Al perder, ganamos y al vaciarnos quedamos plenos. Dicen que esta fue la trayectoria de Jesús, de Buda, de Francisco de Asís, de Gandhi, de Madre Teresa, de Hermana Dulce y yo creo que también del Papa Francisco, el mayor de los humanos de hoy.
Tal vez una historia de los maestros espirituales antiguos nos aclare el sentido de la pérdida que produce una ganancia.

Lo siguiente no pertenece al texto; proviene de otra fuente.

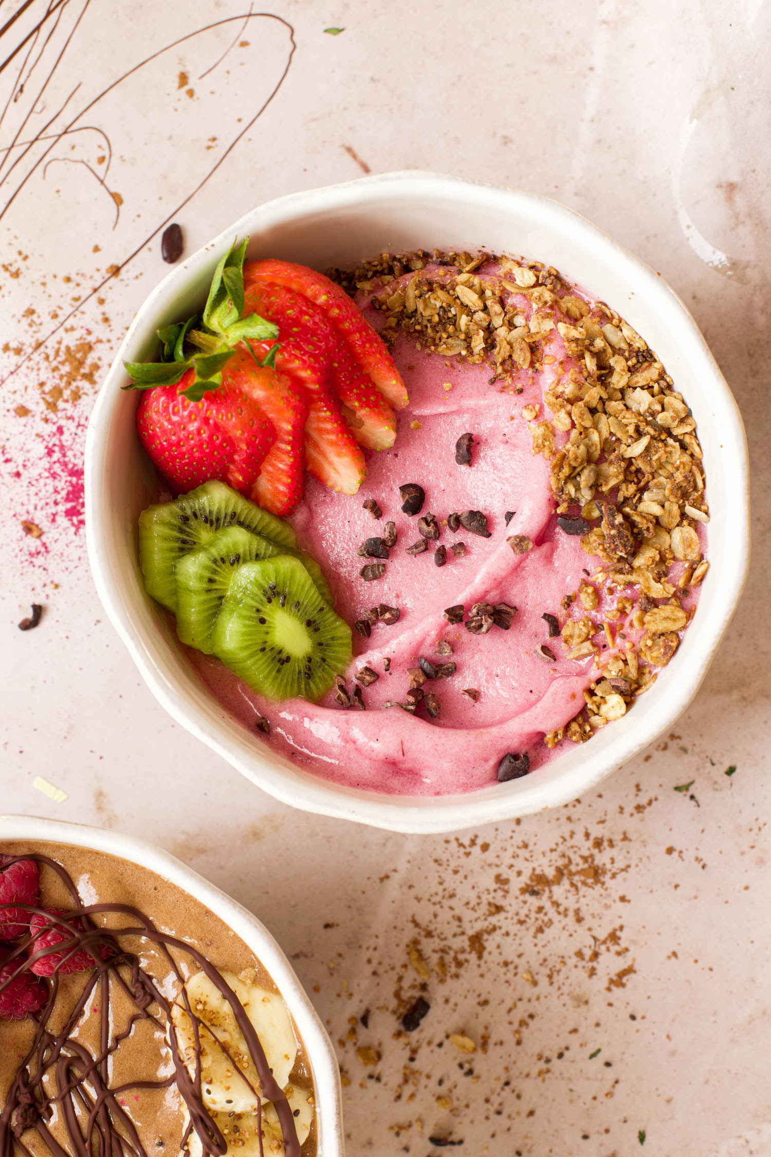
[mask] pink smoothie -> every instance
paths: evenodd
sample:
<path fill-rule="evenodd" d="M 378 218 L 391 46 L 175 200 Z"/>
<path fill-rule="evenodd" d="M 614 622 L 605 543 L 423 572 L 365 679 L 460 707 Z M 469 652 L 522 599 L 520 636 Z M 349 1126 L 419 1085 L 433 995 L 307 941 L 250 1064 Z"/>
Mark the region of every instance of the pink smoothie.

«Había una vez un muñeco de sal. Después de peregrinar por tierras áridas llegó a descubrir el mar, que nunca había visto antes, y por eso no podía entenderlo. El muñeco de sal preguntó: “¿Quién eres?” Y el mar respondió: “Soy el mar”. El muñeco de sal volvió a preguntar: “¿Qué es el mar?” Y el mar dijo: “Yo soy el mar”. “No entiendo”, dijo el muñeco de sal, “pero me gustaría mucho entenderte; ¿cómo lo hago?” El mar simplemente respondió: “Tócame”.
Entonces el muñeco de sal tocó tímidamente el mar con la punta del pie. Notó que el mar empezaba a ser comprensible, pero pronto se dio cuenta de que las puntas de sus pies habían desaparecido. “Oh, mar, mira lo que me has hecho”, dijo. Y el mar respondió: “Tú diste algo de ti mismo y yo te di comprensión; tienes que darte todo para comprenderme totalmente”.
Y el muñeco de sal comenzó a entrar despacio mar adentro, lenta y solemnemente, como quien va a hacer lo más importante de su vida. Y a medida que entraba se iba diluyendo y entendiendo al mar cada vez más. Y el muñeco seguía preguntando: “¿qué es el mar?”. Hasta que una ola lo cubrió por completo. Todavía pudo decir, en el último momento, antes de diluirse en el mar: “Soy yo”».
Se desapegó de todo y ganó todo: el verdadero yo
*Leonardo Boff es autor de Tiempo de Trascendencia (2009) y Saudade de Dios (2019) Sal Terrae.